Assaults, break and enters and thefts have plummeted during the COVID-19 pandemic in the Hunter Region but drug use and possession has jumped, new figures show.
According to localised data from the NSW Bureau of Crime Statistics and Research, reports of domestic violence-related assault decreased in Newcastle-Lake Macquarie from 122 to 102 between March and April - down from 126 reports in April 2019. The Hunter Valley outside Newcastle experienced a similar drop in reports for the same period.
Non-domestic violence-related assaults also decreased in Newcastle-Lake Macquarie between March and April,from 146 cases to 79, while the Hunter Valley experienced a drop from 88 to 50 for the month-on-month period.
Reports of thefts from retail stores more than halved to 58 in Newcastle-Lake Macquarie, while break and enters at non-dwellings fell from 99 cases to 51.

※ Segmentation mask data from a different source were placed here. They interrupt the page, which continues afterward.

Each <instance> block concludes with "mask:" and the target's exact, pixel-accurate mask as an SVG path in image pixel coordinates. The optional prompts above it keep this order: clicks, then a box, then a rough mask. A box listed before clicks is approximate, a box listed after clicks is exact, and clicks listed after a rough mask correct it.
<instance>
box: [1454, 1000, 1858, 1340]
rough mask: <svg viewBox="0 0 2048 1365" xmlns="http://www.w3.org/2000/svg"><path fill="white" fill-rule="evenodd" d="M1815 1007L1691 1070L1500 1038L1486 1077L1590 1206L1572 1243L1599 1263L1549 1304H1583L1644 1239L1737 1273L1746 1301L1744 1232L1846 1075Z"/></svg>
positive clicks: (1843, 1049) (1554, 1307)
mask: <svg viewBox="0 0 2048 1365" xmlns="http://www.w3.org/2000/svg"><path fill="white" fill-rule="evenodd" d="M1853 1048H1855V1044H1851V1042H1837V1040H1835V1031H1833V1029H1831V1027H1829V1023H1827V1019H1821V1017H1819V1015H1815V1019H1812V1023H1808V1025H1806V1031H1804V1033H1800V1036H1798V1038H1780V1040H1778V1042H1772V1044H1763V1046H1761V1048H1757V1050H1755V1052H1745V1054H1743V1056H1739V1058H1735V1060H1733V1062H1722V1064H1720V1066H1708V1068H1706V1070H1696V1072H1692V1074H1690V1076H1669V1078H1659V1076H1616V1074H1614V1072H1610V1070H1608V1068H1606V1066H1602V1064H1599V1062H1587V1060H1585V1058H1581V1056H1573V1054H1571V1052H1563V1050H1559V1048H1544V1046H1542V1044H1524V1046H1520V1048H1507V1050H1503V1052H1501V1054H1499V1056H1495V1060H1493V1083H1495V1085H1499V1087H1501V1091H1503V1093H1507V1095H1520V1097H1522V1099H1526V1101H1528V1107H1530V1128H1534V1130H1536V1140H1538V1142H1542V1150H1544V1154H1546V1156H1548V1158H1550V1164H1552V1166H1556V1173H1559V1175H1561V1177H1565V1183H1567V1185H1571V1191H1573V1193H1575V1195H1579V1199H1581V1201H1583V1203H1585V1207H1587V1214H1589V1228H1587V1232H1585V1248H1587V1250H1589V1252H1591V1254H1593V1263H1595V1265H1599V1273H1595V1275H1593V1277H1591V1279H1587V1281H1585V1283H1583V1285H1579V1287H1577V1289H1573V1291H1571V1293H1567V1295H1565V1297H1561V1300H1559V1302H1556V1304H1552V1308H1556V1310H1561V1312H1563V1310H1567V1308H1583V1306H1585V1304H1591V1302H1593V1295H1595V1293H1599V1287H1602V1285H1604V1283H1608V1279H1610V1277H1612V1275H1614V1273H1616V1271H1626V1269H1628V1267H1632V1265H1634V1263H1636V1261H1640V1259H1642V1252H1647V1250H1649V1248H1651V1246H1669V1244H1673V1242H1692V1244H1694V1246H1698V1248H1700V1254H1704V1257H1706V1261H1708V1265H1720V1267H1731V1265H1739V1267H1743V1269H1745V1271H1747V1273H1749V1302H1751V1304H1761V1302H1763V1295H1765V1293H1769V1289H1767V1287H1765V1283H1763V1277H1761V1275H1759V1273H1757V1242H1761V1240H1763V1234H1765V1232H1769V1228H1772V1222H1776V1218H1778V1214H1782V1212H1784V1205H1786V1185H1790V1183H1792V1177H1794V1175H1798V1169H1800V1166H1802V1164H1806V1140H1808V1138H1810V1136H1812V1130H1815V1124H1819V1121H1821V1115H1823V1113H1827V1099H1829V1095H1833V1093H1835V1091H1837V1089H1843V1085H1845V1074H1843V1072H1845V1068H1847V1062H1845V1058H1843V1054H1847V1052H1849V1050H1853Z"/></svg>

Thefts from retail stores dropped by almost half to 34 in the Hunter Valley, while reports of stealing from motor vehicles went down from 103 to 62.
But the figures showed cases of drug possession and use were up across the region between March and April, with amphetamine possession or use more than tripling in the Hunter (20 to 67) and more than doubling in Newcastle-Lake Macquarie (23 to 47).
Cannabis use and possession also jumped, with the data showing more than twice the number of cases in the Hunter Valley between March and April (35 to 85) and almost double in Newcastle-Lake Macquarie (32 to 56).
The figures show that cases in 34 of the 62 key crime categories dropped in the month-on-month period in Newcastle-Lake Macquarie, while 12 categories had increased reports and 16 had no change.
In the Hunter Valley, 26 decreased, 22 jumped and 14 did not change.
It comes after the bureau revealed last week that crime had plummeted across NSW while coronavirus restrictions were in place.
The bureau's executive director Jackie Fitzgerald said it was not surprising that the huge social upheaval brought-on by the pandemic disrupted criminal activity across the state.
"It also seems likely that, as restrictions are relaxed and NSW residents resume regular activities, crime rates will return to normal levels," she said.